Recognised and regulated to award accredited qualifications by the Office of the Qualifications and Examinations Regulator (Ofqual), Qualifications Wales and the Council for the Curriculum, Examinations and Assessment (CCEA).

== Conferences and training ==
RSPH hosts an annual programme of conferences, webinars, events and training in subjects including water hygiene, infection control, food safety and mental wellbeing. RSPH also runs a two-week intensive preparation course for the Faculty of Occupational Medicine's Diploma exam.

== Accreditation ==
RSPH has been running accreditation services continuously since 1904, endorsing products, services and more recently campaigns, which contribute to improvements in hygiene, public health and safety.

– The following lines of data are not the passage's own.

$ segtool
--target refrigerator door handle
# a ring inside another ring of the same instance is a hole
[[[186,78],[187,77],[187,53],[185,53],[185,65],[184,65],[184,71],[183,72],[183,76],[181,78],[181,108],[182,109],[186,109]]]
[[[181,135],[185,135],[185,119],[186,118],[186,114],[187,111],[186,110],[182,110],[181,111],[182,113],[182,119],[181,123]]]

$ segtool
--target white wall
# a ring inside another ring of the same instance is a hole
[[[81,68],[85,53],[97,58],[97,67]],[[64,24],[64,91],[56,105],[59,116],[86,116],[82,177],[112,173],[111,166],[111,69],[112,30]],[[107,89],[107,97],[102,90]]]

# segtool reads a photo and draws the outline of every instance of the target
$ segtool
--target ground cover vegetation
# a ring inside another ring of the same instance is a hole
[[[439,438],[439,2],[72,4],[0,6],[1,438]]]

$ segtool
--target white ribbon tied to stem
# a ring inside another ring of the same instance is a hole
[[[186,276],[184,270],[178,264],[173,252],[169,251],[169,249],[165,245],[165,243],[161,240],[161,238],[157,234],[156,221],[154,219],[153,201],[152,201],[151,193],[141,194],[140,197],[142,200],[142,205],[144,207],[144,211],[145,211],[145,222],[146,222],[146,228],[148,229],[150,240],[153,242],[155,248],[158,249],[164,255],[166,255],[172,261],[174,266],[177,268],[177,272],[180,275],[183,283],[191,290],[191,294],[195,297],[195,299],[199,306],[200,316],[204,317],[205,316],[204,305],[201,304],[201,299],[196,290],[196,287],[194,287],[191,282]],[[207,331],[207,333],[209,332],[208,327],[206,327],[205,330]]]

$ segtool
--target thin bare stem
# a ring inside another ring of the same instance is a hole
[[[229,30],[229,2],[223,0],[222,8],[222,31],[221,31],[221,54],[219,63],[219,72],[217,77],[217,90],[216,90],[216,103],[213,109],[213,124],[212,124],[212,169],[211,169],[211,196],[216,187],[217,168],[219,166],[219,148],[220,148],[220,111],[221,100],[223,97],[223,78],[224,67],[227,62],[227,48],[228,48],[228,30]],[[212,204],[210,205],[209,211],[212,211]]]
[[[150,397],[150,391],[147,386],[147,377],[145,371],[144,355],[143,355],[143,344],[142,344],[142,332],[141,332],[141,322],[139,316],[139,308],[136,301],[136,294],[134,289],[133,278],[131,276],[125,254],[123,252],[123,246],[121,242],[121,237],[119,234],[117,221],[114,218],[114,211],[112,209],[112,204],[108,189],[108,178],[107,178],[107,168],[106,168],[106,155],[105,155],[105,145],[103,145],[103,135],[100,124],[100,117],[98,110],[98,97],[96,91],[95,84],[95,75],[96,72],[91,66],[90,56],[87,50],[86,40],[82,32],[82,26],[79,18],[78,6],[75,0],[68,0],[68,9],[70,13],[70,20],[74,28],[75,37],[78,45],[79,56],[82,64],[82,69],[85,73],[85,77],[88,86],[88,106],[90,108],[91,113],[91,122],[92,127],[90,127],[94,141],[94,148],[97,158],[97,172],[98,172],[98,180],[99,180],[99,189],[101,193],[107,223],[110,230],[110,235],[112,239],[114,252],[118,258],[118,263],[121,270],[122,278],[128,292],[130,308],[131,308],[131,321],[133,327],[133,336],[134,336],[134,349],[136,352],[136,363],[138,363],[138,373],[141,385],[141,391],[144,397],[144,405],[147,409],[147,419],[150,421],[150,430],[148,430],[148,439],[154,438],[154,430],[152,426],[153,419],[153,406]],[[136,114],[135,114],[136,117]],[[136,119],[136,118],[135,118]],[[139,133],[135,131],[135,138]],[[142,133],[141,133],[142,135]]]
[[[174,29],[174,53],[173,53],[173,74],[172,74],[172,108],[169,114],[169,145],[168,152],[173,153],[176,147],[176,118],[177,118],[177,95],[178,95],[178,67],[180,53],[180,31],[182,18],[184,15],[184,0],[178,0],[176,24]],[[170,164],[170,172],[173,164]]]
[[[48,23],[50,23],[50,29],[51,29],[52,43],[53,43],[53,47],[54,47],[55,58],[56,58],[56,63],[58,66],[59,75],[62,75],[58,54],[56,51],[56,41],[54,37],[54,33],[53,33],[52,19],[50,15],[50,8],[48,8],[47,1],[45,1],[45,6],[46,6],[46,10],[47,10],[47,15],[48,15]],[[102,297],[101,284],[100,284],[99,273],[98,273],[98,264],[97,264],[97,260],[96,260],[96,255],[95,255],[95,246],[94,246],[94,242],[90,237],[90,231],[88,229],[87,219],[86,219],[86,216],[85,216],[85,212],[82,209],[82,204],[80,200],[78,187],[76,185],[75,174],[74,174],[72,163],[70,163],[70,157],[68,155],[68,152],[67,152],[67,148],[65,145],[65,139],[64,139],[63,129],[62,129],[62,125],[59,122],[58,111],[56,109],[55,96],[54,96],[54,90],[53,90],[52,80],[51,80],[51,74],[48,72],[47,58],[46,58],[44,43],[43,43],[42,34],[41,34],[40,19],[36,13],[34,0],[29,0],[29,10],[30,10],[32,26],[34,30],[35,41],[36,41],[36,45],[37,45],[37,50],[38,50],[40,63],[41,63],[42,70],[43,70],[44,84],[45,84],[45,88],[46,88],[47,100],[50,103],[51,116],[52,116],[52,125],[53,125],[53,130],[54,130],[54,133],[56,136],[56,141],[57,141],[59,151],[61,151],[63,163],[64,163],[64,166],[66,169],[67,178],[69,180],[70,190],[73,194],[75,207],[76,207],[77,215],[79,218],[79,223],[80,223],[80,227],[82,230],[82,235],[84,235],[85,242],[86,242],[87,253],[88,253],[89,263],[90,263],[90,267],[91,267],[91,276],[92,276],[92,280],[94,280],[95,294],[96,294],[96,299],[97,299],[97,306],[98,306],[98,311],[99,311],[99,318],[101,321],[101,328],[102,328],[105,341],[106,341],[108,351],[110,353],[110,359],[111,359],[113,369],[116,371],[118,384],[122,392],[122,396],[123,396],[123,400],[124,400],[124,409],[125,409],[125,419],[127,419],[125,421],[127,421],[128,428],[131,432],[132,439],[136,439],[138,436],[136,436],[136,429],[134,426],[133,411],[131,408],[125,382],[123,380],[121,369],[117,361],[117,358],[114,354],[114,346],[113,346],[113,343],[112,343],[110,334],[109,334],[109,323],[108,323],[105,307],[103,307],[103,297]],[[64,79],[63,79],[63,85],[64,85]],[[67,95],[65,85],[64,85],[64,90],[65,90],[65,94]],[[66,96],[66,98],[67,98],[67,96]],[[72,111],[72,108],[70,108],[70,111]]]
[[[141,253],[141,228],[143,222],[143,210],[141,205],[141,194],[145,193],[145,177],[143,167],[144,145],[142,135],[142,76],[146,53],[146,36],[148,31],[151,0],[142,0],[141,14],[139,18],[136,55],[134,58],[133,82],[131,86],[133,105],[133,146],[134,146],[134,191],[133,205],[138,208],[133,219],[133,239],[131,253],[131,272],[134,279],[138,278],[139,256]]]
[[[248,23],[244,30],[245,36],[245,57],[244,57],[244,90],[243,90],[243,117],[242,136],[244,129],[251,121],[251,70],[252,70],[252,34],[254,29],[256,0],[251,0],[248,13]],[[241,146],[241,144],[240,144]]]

It has three accreditation services: one for campaigns, one for training programmes and one for university modules, which are either in-house or provided by third sector organisations. The common theme is maintaining high standards of hygiene, public health and safety.

== Campaigning ==
Public health encompasses all aspects of health protection and health promotion and this is reflected throughout RSPH's projects, policy work, reports and campaigns.

Campaigns include:
- Health on the High Street. The objective of this campaign was to help businesses and local authorities to improve the health of their communities.
- Life on Debt Row. Backed by a report examining the effect of debt on health and wellbeing, this campaign called for action from the UK government and industry to protect the health and wellbeing of credit users.
- #StatusOfMind. Supported by a report examining the positive and negative effects of social media on young people's health, this campaign called for action from government, social media companies and policy makers to help promote the positive aspects of social media for young people, whilst mitigating the potential negatives.
- Taking a New Line on Drugs. With reference to the wider ‘drugscape’ of legal drugs such as alcohol and tobacco, the report underpinning this campaign sets out a new vision for a holistic public health-led approach to drugs policy at a UK-wide level.
- #LidonLoots. The RSPH-led Gambling Health Alliance called for loot boxes in video games to be classed as a form of gambling.

== Programmes ==
RSPH works with a range of national and regional partners to develop, support and implement programmes and initiatives aimed at supporting the public's health and wellbeing.

== Alliances ==
RSPH leads Gambling Health Alliance, which brings together organisations and individuals who have a shared interest in reducing the damage caused to health and wellbeing from gambling.

== Journals ==
RSPH publishes three peer-reviewed journals on public health, Perspectives in Public Health, Public Health and Public Health in Practice.
- Public Health. Public Health is one of the world's oldest public health journals, having been in continuous publication since 1888. Public Health publishes original research papers and reviews on all aspects of public health and is aimed at public health practitioners and researchers. It has an International Editorial Board made up of a distinguished panel of public health experts from around the world.
- Perspectives in Public Health. Perspectives in Public Health combines peer-reviewed research and reviews with practice-based current topic and opinion articles, news, case studies, book reviews, and updates on our latest work. It has both an editorial board and an International Advisory Board.
- Public Health in Practice. Public Health in Practice is a gold open-access journal in the field of population health, and the sister journal to Public Health.